Mapping generic models to specialized models
Data mining context
The data mining context drives mapping between the generic and the specialized level in CRISP-DM. Currently, we distinguish between four different dimensions of data mining contexts:
- The application domain is the specific area in which the data mining project takes place
- The data mining problem type describes the specific class(es) of objective(s) that the data mining project deals with (Click here see Appendix 2 which provides more detail)
- The technical aspect covers specific issues in data mining that describe different (technical) challenges that usually occur during data mining
- The tool and technique dimension specifies which data mining tool(s) and/or techniques are applied during the data mining project
- Table 1 below summarizes these dimensions of data mining contexts and shows specific examples for each dimension
A specific data mining context is a concrete value for one or more of these dimensions. For example, a data mining project dealing with a classification problem in churn prediction constitutes one specific context. The more values for different context dimensions are fixed, the more concrete is the data mining context.
Mappings with contexts:
This methodology distinguishes between two different types of mapping between generic and specialized levels in CRISP-DM.
Mapping for the present: If we only apply the generic process model to perform a single data mining project, and attempt to map generic tasks and their descriptions to the specific project as required, we talk about a single mapping for (probably) only one usage.
Mapping for the future: If we systematically specialize the generic process model according to a pre-defined context (or similarly systematically analyze and consolidate experiences of a single project toward a specialized process model for future usage in comparable contexts), we talk about explicitly writing up a specialized process model in terms of CRISP-DM.

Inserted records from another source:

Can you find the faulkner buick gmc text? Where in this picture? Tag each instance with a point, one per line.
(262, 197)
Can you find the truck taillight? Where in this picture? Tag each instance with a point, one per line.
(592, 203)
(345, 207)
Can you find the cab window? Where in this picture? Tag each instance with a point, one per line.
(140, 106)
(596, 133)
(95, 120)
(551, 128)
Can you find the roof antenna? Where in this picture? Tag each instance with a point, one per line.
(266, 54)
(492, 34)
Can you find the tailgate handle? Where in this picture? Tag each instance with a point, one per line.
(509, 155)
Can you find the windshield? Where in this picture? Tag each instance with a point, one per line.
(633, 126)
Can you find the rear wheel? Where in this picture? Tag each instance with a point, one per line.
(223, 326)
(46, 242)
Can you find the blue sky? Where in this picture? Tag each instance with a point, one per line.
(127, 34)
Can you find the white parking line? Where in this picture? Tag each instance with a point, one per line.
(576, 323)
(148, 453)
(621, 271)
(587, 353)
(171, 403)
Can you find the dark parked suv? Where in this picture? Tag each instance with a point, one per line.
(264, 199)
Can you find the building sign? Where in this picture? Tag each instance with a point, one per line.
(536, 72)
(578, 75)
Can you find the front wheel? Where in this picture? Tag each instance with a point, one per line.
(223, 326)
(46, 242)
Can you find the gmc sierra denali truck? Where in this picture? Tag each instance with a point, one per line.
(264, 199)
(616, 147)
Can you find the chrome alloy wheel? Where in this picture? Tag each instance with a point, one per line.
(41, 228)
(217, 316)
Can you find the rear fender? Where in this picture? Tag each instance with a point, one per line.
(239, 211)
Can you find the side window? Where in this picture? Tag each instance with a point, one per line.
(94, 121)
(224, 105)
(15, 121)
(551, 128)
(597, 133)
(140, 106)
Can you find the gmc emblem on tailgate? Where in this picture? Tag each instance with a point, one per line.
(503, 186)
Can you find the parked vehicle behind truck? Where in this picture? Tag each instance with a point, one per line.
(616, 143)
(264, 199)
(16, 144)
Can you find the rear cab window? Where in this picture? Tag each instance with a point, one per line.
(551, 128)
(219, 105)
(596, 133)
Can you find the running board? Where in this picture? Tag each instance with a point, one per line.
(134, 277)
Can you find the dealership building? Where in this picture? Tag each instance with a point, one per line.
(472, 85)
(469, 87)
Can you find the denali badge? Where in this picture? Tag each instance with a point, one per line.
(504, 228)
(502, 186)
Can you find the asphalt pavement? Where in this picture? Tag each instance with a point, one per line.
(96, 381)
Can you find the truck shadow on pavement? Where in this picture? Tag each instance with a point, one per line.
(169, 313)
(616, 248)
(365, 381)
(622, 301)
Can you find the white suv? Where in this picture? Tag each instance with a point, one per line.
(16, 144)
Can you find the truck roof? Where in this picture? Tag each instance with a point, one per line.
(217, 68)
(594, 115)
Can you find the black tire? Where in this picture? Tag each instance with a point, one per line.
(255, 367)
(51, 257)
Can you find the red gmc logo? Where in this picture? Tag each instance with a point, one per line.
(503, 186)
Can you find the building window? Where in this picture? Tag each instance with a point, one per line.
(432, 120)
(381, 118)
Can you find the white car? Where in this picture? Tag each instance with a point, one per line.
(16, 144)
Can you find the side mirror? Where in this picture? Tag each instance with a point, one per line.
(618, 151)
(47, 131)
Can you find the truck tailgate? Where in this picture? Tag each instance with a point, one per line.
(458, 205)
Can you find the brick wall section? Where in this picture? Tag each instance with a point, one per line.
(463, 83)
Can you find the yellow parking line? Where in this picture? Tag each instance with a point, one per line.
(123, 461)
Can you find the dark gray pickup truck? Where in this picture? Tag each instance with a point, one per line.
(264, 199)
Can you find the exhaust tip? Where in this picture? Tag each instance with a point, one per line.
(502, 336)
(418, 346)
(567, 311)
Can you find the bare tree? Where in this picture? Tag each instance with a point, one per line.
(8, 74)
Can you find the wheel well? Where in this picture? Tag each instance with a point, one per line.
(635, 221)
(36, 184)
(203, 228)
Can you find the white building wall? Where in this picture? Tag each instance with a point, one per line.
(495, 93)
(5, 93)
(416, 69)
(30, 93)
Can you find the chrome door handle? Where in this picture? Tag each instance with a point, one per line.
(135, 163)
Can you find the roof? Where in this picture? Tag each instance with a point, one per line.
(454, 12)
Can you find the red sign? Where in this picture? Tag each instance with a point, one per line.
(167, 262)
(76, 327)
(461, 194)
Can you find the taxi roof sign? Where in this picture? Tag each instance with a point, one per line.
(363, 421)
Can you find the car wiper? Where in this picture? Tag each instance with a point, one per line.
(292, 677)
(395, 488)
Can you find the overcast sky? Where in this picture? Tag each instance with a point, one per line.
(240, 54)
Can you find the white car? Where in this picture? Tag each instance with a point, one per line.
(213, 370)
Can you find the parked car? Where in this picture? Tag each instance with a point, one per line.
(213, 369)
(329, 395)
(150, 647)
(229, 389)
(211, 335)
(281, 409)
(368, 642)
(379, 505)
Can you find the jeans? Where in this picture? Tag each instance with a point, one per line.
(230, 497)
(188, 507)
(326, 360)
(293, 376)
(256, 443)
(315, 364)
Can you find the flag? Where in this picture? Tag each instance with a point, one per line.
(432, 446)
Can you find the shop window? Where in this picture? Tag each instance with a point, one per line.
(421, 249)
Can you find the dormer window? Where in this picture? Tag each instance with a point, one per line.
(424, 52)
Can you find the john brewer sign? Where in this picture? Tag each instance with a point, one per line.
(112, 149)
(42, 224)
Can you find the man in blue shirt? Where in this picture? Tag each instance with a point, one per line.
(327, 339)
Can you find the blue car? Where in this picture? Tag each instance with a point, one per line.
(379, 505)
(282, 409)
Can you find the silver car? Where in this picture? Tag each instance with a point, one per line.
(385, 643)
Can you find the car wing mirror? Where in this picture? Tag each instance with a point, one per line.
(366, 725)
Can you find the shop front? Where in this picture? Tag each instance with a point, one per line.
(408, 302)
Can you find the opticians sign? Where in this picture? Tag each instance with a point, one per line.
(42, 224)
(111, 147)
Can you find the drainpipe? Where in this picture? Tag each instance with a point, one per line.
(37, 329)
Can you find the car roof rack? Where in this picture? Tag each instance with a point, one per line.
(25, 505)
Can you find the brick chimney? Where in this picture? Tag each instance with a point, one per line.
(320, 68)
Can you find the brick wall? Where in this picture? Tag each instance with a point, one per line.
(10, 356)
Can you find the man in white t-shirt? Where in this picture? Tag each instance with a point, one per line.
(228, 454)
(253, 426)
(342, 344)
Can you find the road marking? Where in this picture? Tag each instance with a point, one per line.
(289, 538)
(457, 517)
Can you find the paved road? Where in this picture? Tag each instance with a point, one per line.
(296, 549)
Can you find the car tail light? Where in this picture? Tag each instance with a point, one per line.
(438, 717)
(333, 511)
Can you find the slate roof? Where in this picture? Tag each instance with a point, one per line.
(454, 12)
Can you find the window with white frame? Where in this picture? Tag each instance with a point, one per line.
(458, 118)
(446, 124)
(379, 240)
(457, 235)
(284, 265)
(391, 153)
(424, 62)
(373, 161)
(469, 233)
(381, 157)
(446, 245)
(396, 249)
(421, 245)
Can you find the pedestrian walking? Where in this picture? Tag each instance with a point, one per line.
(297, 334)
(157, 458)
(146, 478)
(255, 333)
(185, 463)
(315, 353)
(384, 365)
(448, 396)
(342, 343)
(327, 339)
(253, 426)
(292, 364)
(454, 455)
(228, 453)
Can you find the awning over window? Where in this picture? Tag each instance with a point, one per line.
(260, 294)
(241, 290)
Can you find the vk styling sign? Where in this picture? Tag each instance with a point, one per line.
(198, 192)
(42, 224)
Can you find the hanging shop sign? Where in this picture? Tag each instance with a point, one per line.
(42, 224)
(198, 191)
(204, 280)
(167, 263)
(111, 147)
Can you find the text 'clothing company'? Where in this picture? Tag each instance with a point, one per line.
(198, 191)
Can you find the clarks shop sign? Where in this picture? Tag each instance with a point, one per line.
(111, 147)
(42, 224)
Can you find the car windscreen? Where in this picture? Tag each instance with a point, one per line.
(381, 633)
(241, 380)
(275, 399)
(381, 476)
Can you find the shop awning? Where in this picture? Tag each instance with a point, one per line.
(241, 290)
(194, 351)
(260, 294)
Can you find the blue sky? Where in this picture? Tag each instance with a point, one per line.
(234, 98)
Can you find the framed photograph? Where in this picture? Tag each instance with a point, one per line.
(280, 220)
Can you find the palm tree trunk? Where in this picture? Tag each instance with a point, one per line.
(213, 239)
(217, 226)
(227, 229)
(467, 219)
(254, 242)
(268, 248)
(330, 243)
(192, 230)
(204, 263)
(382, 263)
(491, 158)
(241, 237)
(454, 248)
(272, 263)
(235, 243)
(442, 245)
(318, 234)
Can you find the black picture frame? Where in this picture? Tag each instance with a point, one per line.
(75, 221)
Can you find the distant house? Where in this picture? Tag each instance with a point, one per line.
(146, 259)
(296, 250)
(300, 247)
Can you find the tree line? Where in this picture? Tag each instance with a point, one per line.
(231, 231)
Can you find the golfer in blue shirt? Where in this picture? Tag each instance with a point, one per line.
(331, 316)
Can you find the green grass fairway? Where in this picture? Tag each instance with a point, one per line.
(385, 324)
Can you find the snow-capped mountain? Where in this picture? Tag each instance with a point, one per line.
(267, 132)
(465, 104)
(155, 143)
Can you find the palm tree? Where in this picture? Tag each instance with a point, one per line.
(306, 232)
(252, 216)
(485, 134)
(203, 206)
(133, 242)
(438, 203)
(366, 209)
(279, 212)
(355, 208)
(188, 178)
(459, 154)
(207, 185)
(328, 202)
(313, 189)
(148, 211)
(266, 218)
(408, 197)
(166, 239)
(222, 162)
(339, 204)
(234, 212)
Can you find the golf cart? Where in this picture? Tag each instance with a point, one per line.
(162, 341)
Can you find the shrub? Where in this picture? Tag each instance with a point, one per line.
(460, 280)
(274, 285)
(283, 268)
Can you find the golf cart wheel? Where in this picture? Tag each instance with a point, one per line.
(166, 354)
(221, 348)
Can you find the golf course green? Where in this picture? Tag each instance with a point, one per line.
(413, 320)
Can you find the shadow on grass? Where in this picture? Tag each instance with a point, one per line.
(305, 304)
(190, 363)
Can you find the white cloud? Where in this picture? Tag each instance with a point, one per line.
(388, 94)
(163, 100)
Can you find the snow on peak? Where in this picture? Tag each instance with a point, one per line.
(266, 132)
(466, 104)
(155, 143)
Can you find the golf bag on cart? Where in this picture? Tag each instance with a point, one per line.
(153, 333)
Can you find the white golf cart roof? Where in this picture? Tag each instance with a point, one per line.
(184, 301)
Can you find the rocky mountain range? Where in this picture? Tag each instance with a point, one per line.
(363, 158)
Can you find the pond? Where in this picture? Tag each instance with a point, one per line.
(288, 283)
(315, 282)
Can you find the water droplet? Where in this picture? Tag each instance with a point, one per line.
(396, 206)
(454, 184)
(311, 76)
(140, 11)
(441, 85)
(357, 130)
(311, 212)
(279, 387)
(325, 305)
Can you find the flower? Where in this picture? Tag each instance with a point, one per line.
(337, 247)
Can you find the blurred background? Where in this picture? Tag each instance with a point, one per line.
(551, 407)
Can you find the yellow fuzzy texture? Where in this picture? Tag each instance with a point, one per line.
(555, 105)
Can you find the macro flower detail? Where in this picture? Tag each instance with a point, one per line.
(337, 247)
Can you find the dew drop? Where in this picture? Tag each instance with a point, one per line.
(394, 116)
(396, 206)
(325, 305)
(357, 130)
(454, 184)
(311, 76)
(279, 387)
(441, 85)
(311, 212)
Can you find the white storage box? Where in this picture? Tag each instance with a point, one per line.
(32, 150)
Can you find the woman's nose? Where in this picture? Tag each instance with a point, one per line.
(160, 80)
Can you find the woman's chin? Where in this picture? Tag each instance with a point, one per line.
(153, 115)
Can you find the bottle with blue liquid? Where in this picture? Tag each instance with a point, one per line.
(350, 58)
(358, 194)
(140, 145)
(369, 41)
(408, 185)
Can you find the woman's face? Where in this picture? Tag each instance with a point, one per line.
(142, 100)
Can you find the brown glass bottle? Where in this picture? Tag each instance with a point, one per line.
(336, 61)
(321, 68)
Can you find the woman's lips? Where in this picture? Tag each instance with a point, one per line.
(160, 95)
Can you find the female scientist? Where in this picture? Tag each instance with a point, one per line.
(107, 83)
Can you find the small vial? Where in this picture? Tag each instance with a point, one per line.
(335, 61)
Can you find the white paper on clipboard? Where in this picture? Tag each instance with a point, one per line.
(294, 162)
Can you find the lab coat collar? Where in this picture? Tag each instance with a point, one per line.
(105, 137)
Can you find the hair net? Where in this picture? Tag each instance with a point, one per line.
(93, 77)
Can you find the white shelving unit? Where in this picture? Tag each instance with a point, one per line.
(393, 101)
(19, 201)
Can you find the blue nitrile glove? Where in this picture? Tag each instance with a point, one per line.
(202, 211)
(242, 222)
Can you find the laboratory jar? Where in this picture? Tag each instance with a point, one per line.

Which type of mapping is appropriate for your own purposes depends on your specific data mining context and the needs of your organization.
How to map
The basic strategy for mapping the generic process model to the specialized level is the same for both types of mappings:
- Analyze your specific context
- Remove any details not applicable to your context
- Add any details specific to your context
- Specialize (or instantiate) generic contents according to concrete characteristics of your context
- Possibly rename generic contents to provide more explicit meanings in your context for the sake of clarity
Description of parts
The CRISP-DM process model (in this instance this website) is organized into four different parts:
- This introduction to the CRISP-DM methodology, which provides some general guidelines for mapping the generic process model to specialized process models.
- Describes the CRISP-DM reference model, its phases, generic tasks, and outputs
- Presentation of the CRISP-DM user guide, which goes beyond the pure description of phases, generic tasks, and outputs, and contains more detailed advice on how to perform data mining projects
- Appendices, which includes a glossary of important terminology and a characterization of data mining problem types
Users and readers of this document should be aware of the following instructions:
If you are reading the CRISP-DM process model for the first time, begin with the introduction, in order to understand the CRISP-DM methodology, all of its concepts, and how different concepts relate to each other. In further readings, you might skip the introduction and only return to it if necessary for clarification.
- If you need fast access to an overview of the CRISP-DM process model, refer to the CRISP-DM reference model, either to begin a data mining project quickly or to get an introduction to the CRISP-DM user guide
- If you need detailed advice in performing your data mining project, the CRISP-DM user guide, is the most valuable part of this information. Note: if you have not read the introduction or the reference model first, go back and read these first two parts.
- Finally, the appendix is useful as additional background information on CRISP-DM and data mining. Use the appendix to look up various terms if you are not yet an expert in the field.